Abstract –
Tambo is developing a Click Activated Protodrugs (CAP) platform to activate drugs at a specific site in the body,
enhancing their efficacy while minimizing systemic toxicity and adverse drug events (ADEs). The platform relies
on a click chemistry reaction between an injectable biopolymer and a modified protodrug with attenuated
activity/toxicity. Most drugs are administered systemically and spread throughout the body. Due to lack of
specificity for the pathological site, high doses are required to achieve effective therapeutic concentrations,
causing toxicity and ADEs. In 2013, there were 1.2 million reports of ADEs in the U.S. alone, representing over
5% of all hospitalized patients. ADEs also contribute to the 90% failure rate of drug candidates due to the inability
to achieve therapeutic concentrations at the target site or intolerable side effects, leading to high drug
development costs and prices. To overcome these limitations, the CAP platform was developed to achieve higher
concentrations of active drugs at specific pathological sites while minimizing systemic toxicity. CAP consists of
two components: 1) a trans-cyclooctene (TCO)-modified protodrug with attenuated activity/toxicity; and 2) an
injectable, tetrazine (Tz)-modified sodium hyaluronate (NaHA) biopolymer. The biopolymer is not therapeutically
active, but rather functions by activating the protodrug in the body in a 4-step process. The biopolymer is injected
locally at a pathological site, followed by systemic administration of the protodrug. At the local site, the biopolymer
selectively and rapidly captures the protodrug via a bioorthogonal “click chemistry” reaction and releases the
active drug. Through this platform, Tambo seeks to improve the treatment and quality of life of patients with a
wide variety of medical conditions, including tumor-localized therapy, antibiotics for site-specific infections, and
localized anti-inflammatory therapy and pain management. In particular, the doxorubicin-based protodrug
treatment for advanced sarcoma patients developed using the CAP technology is currently undergoing a Phase
1 dose escalation clinical trial (NCT04106492). For some other indications, however, while animal models have
shown success, the platform is currently limited by the poor solubility of some TCO-modified protodrugs, even
after adding hydrophilic groups to the TCO to improve protodrug solubility. This significantly limits the amount of
protodrug that can be dosed, and prevents taking full advantage of the protodrugs’ attenuated toxicity. Thus, we
propose to improve the applicability of the platform through the following aims: 1) Screen candidate solubilizing
groups through addition to a daptomycin protodrug. 2) Assess generalizability of lead solubilizing group(s) by
applying to other drug classes (e.g. pexidartinib, triamcinolone). 3) Determine maximum tolerated dose (MTD)

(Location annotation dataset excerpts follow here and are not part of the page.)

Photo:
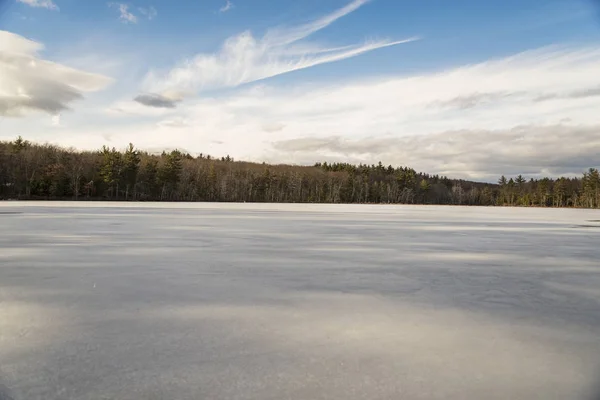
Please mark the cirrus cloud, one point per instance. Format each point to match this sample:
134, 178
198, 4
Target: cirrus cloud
30, 83
244, 58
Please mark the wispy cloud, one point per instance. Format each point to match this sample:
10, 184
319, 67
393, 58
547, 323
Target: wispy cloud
49, 4
227, 7
244, 58
28, 82
124, 14
149, 12
157, 100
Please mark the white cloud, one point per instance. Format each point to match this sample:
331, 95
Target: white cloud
124, 14
49, 4
28, 82
149, 12
244, 58
476, 121
227, 7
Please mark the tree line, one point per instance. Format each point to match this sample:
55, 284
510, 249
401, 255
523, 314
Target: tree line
44, 171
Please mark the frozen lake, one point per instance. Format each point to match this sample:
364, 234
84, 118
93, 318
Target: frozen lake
257, 301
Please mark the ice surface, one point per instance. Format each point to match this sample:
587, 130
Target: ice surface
274, 301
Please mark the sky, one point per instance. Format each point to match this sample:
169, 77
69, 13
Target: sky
465, 88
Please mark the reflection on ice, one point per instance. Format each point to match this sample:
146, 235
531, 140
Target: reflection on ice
258, 301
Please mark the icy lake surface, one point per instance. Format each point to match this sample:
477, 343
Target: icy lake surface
300, 302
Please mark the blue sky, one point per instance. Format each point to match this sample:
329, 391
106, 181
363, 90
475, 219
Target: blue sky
301, 81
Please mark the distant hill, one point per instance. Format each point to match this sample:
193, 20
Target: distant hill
44, 171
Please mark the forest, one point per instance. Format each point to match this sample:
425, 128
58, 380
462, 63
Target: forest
30, 171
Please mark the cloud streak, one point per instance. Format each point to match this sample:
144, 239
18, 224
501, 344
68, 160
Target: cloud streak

of the new protodrugs developed in Aims 1 and 2 in rodents, and compare to parent drugs to confirm
attenuation of toxicity, as well as characterize the pharmacokinetics of capture and activation through plasma
sampling. The proposed work will result in an advanced activation platform with improved protodrug solubility
characteristics, strengthening an already powerful platform for improving treatment and reducing ADEs.